That could be it. We bought our first contract in 2014.


----------



## markb53 (Dec 15, 2020)

I got mine today and I purchased mine it 2011


----------



## Rolltydr (Dec 16, 2020)

Mine finally came today, so Jan’s theory makes sense.


----------



## cbyrne1174 (Dec 22, 2020)

If any of you need Myrtle Beach ARP, Towers on the Grove is still only $4.99 per thousand. If you own at 1 MB location, you have ARP at all of them.


----------



## bendadin (Dec 22, 2020)

I haven't come across my letter yet on Informed Delivery though I am expecting the 999 member number to come in at the end.


----------



## cbyrne1174 (Dec 22, 2020)

bendadin said:


> I haven't come across my letter yet on Informed Delivery though I am expecting the 999 member number to come in at the end.


My member number starts with "00999" and I got mine today. Aren't you VIP Founders? I thought the "00999" member number meant resale only.


----------



## bendadin (Dec 22, 2020)

cbyrne1174 said:


> My member number starts with "00999" and I got mine today. Aren't you VIP Founders?
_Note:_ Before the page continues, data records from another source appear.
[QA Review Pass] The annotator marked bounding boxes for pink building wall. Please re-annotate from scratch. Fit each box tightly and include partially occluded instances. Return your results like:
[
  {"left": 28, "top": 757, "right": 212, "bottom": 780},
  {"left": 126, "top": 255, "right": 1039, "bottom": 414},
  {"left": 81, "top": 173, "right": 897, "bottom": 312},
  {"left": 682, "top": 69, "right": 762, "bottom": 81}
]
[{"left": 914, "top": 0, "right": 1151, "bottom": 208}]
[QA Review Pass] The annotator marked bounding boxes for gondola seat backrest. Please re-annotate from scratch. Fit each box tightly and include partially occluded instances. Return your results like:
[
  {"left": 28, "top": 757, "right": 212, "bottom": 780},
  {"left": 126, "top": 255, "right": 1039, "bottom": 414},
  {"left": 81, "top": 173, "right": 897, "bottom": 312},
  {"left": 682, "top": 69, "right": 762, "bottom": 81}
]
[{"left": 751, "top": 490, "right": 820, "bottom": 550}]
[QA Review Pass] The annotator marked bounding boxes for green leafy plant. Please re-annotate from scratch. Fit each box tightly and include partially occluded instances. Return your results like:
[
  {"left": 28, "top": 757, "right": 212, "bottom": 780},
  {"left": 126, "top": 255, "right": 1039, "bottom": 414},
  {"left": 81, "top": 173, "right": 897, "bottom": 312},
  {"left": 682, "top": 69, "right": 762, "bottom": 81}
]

I thought the "00999" member number meant resale only.



The member number got assigned with my first Wyndham purchase. So it stands.


----------



## cbyrne1174 (Dec 22, 2020)

bendadin said:


> The member number got assigned with my first Wyndham purchase. So it stands.


Lol you bought resale before retail? I almost never see that.


----------



## bendadin (Dec 22, 2020)

cbyrne1174 said:


> Lol you bought resale before retail? I almost never see that.
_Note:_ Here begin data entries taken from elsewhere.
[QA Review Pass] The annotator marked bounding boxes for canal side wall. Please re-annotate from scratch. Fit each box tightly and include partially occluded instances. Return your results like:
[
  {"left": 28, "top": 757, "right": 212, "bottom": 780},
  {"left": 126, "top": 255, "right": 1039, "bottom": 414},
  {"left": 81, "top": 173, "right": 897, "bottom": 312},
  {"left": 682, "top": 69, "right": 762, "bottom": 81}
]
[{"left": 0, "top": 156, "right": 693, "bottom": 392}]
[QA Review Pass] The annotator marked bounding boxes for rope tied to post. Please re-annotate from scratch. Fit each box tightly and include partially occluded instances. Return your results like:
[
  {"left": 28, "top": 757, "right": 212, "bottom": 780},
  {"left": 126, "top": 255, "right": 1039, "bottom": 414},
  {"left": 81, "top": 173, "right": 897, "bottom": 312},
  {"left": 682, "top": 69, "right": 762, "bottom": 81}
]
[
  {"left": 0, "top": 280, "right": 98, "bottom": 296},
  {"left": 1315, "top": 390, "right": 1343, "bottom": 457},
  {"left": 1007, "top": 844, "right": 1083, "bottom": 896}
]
Yes. I read and read on TUG. Most say "Buy resale." So I had a 140k annual and 210 EOY and hated the MF. Then I got a free 400k CWA. Then I really hated MF. Now they are just a fact of life. lol


----------



## Cyrus24 (Dec 24, 2020)

cbyrne1174 said:


> Lol you bought resale before retail? I almost never see that.
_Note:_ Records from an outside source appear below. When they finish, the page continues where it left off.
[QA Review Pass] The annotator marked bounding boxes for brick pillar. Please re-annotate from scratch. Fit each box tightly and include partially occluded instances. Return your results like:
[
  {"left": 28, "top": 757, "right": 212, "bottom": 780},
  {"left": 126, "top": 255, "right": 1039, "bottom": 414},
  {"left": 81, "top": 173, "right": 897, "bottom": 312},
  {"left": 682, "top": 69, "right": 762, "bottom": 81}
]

I fit that category and now I'm VIPP.  Still have my original 168000 Grand Desert Deed.


----------



## pangodad (Dec 25, 2020)

Here are some of mine: These do not include the Program fees)
CWA 6.61
Bonnet Cr 6.30 (+ 0.42 for Presidential Contract)
Skyline 6.71
Midtown 45 = 4.87


----------



## cbyrne1174 (Dec 25, 2020)

pangodad said:


> Here are some of mine: These do not include the Program fees)
> CWA 6.61
> Bonnet Cr 6.30 (+ 0.42 for Presidential Contract)
> Skyline 6.71
> Midtown 45 = 4.87


daaaaaaaaaaaaaaaaaaaaaaaaaaaaaaaaaang. So glad I never decided to own CWA.


----------



## paxsarah (Dec 26, 2020)

Mine came today, postmarked 12/17. Overall I had a slight decrease mainly because my Flagstaff converted fixed week went down.


----------



## scootr5 (Dec 27, 2020)

Mine finally came yesterday as well.


----------



## bendadin (Dec 27, 2020)

And I still don't have it. Not surprised.


----------



## Jan M. (Jan 7, 2021)

Have you added what your maintenance fees to the spreadsheet if someone hasn't already updated that resort for 2021? It would be great to have them for every resort.


----------



## TheHolleys87 (Jan 7, 2021)

Why isn’t there a link to the spreadsheet in the stickies with the others? Is it just for specifically Wyndham branded resorts, or for Shell and Worldmark too? How about Kona Coast Resort - I see “Kona” but I think there’s another Wyndham in Kona, right?


----------



## markb53 (Jan 9, 2021)

TheHolleys87 said:


> Why isn’t there a link to the spreadsheet in the stickies with the others? Is it just for specifically Wyndham branded resorts, or for Shell and Worldmark too? How about Kona Coast Resort - I see “Kona” but I think there’s another Wyndham in Kona, right?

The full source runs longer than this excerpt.